The bankrupt nation will slash its budget expenditure to “bare bones” and hopes to break even or post a primary surplus of 1% of gross domestic product by 2025, Prime Minister Ranil Wickremesinghe said in an interview at his office in Colombo.
Even so, that would be smaller than the 2% surplus the IMF has sought, which could be a sticking point.
“We need to find the dollars. The IMF will not bring in the entire thing,” Wickremesinghe said. “But if we start with the IMF, it will be easier for others to help us.”
Wickremesinghe is seeking about Us$4bil (Rm18bil) this year, from the multilateral lender and creditors including China and Japan, to help pay for food and fuel.
Easing the shortages could be the first step to soothe public anger that has stoked inflation to almost 40% and triggered protests seeking the ouster of President Gotabaya Rajapaksa.
Wickremesinghe – who took on the additional role of finance minister on Wednesday – forecast that the economy will shrink 4% this year. He fears citizens will face hard times until February, including food scarcities due to a lack of fertiliser ahead of planting season.
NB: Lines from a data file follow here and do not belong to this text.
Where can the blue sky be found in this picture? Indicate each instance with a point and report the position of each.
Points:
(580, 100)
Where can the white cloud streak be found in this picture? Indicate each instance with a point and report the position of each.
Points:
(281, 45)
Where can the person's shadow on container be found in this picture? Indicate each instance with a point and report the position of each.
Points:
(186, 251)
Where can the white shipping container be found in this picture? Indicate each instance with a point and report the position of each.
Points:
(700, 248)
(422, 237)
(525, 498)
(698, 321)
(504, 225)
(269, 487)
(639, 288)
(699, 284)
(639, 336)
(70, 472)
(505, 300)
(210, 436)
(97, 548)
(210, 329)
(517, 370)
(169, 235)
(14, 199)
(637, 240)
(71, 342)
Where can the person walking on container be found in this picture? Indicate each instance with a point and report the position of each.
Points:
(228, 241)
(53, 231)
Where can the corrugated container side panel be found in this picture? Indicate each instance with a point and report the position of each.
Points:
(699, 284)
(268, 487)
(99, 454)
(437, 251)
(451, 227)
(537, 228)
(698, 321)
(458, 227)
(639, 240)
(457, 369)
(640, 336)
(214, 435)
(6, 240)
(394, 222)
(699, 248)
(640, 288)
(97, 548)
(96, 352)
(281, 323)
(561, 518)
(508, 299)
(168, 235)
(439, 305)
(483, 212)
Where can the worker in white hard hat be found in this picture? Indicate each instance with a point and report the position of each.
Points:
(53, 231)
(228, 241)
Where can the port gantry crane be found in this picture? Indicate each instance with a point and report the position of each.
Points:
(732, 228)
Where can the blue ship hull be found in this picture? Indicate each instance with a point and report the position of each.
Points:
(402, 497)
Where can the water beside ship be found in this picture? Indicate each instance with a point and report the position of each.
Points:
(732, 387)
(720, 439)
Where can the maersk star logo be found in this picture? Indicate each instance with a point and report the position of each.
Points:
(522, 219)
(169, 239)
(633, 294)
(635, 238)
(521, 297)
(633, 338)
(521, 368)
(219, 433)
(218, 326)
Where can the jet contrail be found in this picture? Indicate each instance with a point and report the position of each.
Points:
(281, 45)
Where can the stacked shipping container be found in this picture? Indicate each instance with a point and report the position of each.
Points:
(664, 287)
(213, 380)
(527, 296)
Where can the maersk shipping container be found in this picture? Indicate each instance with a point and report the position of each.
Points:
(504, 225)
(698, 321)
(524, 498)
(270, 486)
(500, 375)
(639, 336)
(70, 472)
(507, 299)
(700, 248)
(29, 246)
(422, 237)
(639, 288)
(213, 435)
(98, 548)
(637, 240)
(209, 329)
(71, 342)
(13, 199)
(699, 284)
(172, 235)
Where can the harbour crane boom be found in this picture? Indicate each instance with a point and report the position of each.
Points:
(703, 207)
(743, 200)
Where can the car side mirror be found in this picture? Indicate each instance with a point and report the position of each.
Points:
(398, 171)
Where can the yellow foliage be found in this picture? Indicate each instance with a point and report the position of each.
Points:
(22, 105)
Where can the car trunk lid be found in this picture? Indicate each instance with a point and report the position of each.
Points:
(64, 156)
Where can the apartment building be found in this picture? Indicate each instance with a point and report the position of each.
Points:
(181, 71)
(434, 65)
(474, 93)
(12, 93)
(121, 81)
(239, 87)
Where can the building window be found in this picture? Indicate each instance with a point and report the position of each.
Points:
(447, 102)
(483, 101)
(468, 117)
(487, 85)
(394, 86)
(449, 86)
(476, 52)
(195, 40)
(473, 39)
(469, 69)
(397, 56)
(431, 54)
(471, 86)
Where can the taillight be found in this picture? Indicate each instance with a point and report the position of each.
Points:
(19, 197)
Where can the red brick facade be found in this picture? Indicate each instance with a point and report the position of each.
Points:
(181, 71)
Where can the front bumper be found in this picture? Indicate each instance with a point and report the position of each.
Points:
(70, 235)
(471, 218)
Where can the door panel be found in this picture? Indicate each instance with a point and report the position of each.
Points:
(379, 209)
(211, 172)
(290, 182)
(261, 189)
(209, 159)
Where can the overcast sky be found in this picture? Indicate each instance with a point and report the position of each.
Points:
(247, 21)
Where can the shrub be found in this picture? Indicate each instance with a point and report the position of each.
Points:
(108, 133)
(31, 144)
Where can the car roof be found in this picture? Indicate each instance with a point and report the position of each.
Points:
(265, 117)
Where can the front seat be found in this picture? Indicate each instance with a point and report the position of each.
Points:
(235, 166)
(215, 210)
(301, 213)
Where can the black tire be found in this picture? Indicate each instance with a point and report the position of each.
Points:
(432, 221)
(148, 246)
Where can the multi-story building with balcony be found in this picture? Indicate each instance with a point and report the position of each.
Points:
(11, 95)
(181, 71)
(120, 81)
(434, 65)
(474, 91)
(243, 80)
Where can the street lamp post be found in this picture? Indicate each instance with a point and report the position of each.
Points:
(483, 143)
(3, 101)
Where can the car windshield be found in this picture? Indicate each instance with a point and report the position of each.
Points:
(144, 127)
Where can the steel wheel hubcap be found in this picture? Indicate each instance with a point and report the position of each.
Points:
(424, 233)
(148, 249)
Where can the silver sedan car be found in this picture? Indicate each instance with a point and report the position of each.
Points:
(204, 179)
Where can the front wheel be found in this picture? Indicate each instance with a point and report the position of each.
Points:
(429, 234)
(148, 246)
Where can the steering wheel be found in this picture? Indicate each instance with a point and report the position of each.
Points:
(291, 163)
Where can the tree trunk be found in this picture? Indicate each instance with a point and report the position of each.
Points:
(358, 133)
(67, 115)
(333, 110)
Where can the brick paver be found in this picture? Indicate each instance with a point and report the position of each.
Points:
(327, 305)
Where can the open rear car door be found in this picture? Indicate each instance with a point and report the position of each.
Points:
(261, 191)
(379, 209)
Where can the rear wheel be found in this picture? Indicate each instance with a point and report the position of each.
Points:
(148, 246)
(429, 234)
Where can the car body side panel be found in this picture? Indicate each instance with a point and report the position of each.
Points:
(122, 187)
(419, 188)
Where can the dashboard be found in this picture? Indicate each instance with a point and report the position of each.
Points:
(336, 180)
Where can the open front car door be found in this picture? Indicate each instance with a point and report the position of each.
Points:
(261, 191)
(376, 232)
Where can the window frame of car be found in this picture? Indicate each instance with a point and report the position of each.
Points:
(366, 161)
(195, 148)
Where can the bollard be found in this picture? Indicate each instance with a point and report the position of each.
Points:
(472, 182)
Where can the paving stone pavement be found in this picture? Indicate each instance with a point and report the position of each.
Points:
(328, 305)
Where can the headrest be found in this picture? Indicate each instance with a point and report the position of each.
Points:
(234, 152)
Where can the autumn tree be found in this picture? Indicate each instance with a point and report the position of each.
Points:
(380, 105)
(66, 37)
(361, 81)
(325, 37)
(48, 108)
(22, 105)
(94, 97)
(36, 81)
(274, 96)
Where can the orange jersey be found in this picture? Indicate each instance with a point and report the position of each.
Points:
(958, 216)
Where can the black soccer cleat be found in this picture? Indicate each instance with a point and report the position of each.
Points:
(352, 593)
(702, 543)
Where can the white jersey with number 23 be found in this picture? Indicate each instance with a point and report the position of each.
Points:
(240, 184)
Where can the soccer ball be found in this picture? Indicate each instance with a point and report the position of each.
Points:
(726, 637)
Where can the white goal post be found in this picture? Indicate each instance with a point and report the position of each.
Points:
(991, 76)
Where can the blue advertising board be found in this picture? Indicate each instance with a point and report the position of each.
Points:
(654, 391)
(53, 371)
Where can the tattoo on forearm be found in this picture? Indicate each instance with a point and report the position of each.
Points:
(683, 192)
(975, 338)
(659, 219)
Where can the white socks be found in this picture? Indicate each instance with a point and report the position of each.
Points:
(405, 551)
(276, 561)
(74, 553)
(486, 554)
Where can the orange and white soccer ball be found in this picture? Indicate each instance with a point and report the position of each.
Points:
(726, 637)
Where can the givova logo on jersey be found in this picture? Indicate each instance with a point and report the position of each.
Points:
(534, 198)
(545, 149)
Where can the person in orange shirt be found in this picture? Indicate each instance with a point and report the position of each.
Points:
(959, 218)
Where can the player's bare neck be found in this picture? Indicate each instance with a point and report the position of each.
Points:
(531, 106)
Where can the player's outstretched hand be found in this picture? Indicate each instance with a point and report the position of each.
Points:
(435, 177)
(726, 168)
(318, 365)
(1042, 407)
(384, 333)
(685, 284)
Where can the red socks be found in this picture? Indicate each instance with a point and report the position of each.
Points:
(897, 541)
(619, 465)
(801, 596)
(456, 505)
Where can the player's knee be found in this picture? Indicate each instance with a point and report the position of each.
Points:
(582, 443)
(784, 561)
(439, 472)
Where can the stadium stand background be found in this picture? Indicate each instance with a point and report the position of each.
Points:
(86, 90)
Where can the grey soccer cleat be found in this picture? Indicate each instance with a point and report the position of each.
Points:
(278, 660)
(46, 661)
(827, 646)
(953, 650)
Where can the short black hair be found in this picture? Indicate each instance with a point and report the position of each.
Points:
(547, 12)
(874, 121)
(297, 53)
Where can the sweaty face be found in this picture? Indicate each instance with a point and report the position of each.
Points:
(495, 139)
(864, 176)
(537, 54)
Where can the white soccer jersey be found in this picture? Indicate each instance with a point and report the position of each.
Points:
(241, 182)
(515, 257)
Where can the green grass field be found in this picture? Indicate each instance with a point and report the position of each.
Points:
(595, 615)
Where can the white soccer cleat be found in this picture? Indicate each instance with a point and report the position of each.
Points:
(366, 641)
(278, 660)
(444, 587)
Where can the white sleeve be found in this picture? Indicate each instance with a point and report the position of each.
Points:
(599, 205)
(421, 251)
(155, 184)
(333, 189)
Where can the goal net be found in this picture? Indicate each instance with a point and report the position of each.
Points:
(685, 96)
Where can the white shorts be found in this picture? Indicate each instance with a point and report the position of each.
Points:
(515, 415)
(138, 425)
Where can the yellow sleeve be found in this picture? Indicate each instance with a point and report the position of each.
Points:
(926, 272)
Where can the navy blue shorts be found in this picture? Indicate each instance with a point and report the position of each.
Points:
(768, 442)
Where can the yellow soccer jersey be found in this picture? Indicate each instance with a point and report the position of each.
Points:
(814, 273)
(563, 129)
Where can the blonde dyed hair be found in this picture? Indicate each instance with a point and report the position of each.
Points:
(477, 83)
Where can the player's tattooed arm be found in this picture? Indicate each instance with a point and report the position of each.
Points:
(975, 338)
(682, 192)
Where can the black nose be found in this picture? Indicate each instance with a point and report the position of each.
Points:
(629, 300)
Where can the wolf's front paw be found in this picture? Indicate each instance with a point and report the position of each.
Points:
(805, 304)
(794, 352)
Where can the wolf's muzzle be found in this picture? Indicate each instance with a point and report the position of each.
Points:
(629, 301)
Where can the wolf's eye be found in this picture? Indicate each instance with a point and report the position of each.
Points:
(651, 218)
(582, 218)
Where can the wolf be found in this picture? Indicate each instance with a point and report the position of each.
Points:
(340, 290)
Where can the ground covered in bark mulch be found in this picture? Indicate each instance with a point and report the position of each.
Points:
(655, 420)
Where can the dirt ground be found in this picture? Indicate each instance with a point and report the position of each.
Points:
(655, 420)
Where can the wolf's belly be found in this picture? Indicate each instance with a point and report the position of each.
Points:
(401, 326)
Once an IMF deal is agreed, Wickremesinghe said he would seek debt restructuring from Beijing. Loans from China are almost equal to those from Japan, but Chinese debt carries higher interest rates, he said, without elaborating.
Sri Lankan dollar bonds due in 2030 fell for a fifth straight session on Wednesday to 37.8 cents, lingering deep in distress.
The extra yield investors demand to hold the sovereign debt over US Treasuries was more than 39 percentage points, according to Jpmorgan Chase and Co data.
While the debt talks continue, Wickremesinghe is also trying to contain anger against Rajapaksa.
Wickremesinghe has sent to the cabinet a newly drafted, so-called 21st amendment to the country’s constitution, which is expected to trim the wide-ranging powers of the president’s office.
The outcome of the amendments would follow discussions among lawmakers, Wickremesinghe said, adding that he was hoping for “the broadest possible support” among parties.
Sri Lanka’s Bar Association has already raised questions about the extent to which the amendments will scale back the sweeping powers that President Rajapaksa gave to his office shortly after he returned to power in 2019.
The new prime minister replaced the president’s older brother, Mahinda Rajapaksa, who quit on May 9 after violence erupted across the country, and is leading a so-called multi-party interim government that is hoped would bring political stability to the country.